Don Piper is author of “90 Minutes in Heaven: A True Story of Death & Life,” which tells the story of his death, his journey to heaven, and his return to life. In 1989, his car was hit by a truck on a bridge and he was pronounced dead at the scene. The book, first published in 2004, celebrates its 10th anniversary this year. Piper was in Grand Rapids recently and talked about his journey and the book, which comes out in July.
WMCN: What made you decide to write “90 Minutes in Heaven” in the first place?
DP: Maybe 18 to 24 months after the accident a friend said, “You look good.” I said, “Compared to what? If you’d seen what I’ve seen, you’d know that this isn’t looking good.” Then I told him about heaven. He responded with “I knew you’d seen something!” I, literally, didn’t have the words to talk about it. I told another friend who wanted to know why I hadn’t told anyone. When I told my wife, she was just happy to have an explanation of why I was acting the way I did. I thought about heaven all the time. I still do. People encouraged me to write about my visit to heaven so I did, 14 years after the event.
WMCN: What question do you hear the most as you speak around the country about your experiences?
DP: People always ask me whether their loved ones miss them. And I always say, “No, they expect you.” There is no time in heaven, so 25 years is nothing. The people already there are expecting their loves ones to arrive.
WMCN: Do people believe your story of being in heaven for 90 minutes before returning to this world?
DP: Many people say that they just can’t believe the story, and I say, “I understand completely. All I know is that I was driving on bridge, got hit, died, went to heaven, and came back.” It’s remarkably complicated and remarkably simple at the same time.
WMCN: You probably hear some interesting stories when you talk to people.
DP:One time a trauma nurse came through a book signing line. She said the story was amazing and said because I was killed instantly I didn’t bleed out, which is how most trauma victims die. She also said that some of her best friends are Christian doctors and they have no problem believing my story. They see things they can’t explain all the time.
When I was young I went to church alone. Two boys died while I was attending that church. Later, after the book came out, I spoke at that church and was able to tell them that I had seen those two boys in heaven.
WMCN: What does the anniversary edition of “90 Minutes” include?
DP: It will include a personal update on what I’ve been doing, stories from people I’ve heard from over the years, an 8-page photo spread, and a publishers note from Dwight Baker, president of Baker Publishing Group. Note: Revell, publisher of “90 Minutes in Heaven,” is a division of Baker Publishing Group based in Grand Rapids.
WMCN: You’ve published several other books, haven’t you?
DP: I have written other books. One is titled “Heaven is Real: Lessons on Earthly Joy—What Happened after ’90 Minutes in Heaven,’” which I say is the book I wanted to write most because I wanted to help people get through the things that happen in their lives. It’s compassionate but forceful, telling readers that they have to decide to get through stuff. Determination is what propelled me.
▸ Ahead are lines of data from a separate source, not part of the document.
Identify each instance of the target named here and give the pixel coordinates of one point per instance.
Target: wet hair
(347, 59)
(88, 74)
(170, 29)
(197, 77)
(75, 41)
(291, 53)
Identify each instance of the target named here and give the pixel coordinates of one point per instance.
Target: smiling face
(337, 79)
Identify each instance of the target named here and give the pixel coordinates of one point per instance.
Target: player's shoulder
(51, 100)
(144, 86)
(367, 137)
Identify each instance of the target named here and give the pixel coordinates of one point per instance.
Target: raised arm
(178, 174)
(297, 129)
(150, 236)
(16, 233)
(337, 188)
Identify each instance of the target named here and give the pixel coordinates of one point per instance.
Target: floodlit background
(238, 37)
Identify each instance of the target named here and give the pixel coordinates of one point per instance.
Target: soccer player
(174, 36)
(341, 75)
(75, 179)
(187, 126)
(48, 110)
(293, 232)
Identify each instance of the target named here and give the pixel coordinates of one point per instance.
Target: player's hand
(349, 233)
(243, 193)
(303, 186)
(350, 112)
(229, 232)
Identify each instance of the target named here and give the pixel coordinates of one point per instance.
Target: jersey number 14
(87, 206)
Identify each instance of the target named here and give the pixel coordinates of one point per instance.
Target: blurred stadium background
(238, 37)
I also wrote “Getting to Heaven: Departing Instructions for Your Life Now,” an exegetical examination of John 13. Jesus’ disciples were frightened and worried at the time of the Last Supper; Jesus washed their feet. The book asks, “If you know where you’re going, shouldn’t you be having a better trip?”
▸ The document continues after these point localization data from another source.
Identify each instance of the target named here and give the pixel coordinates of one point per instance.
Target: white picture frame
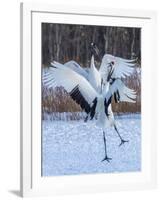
(32, 183)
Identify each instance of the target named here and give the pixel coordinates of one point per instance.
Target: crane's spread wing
(121, 92)
(121, 67)
(76, 85)
(77, 68)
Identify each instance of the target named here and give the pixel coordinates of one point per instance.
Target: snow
(76, 147)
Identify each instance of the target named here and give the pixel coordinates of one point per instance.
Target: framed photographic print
(87, 112)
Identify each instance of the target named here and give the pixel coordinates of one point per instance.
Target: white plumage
(93, 89)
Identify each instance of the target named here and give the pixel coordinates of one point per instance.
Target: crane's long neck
(92, 62)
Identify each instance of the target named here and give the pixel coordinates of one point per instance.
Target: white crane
(92, 94)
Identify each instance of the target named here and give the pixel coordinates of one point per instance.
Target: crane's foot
(122, 142)
(107, 159)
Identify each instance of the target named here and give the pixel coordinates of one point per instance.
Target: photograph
(90, 99)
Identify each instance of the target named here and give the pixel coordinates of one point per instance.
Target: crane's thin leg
(122, 140)
(86, 118)
(106, 157)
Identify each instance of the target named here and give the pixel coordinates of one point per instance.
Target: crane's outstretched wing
(77, 68)
(120, 92)
(118, 67)
(76, 85)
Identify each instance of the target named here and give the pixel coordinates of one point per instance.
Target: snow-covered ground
(75, 147)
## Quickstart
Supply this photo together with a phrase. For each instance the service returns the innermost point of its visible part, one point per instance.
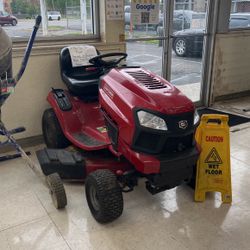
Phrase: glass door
(176, 47)
(187, 47)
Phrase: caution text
(214, 138)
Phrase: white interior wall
(231, 73)
(25, 107)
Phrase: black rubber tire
(108, 196)
(14, 22)
(52, 132)
(179, 52)
(57, 190)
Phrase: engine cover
(124, 91)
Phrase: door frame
(208, 47)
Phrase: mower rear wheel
(57, 190)
(52, 132)
(104, 196)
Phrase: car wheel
(104, 195)
(180, 47)
(52, 132)
(14, 22)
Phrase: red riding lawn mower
(126, 123)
I also wrote a daily devotional based on “90 Minutes” called “Daily Devotions: 90 Reading for Hope and Heaven.”
WMCN: What are you working on now?
DP:I’m developing a book tentatively titled “The People I Met at the Gate,” but I don’t have a publisher yet. The people I met there actually helped me get to heaven’s gate. The book will help answer the questions about who will greet us when we get to heaven, and encourage people to do things here on earth to help everyone else get to heaven. There were whole bunches of people waiting at heaven’s gate for me. They were expecting me.
WMCN: What are your hobbies, besides speaking?
DP: I speak 150 to 180 times a year, though it used to be about 300 times a year. I’m also an old movie buff and every couple of years I act as part of a theater group. I’ve played Ben Franklin, Scrooge, and Shaw Moore from the movie “Footloose.”
WMCN: If you could have lunch with anyone, living or dead, who would you choose?
DP: I’d love to have lunch with C.S. Lewis, Ben Franklin, Abe Lincoln, Martin Luther King, Timothy from the Bible, and the disciple Thomas because I identify with him as a questioner. I would also like to talk with Mary Magdalene and Eleanor Roosevelt. I admire people who have a vision for what they were born to do, then do it.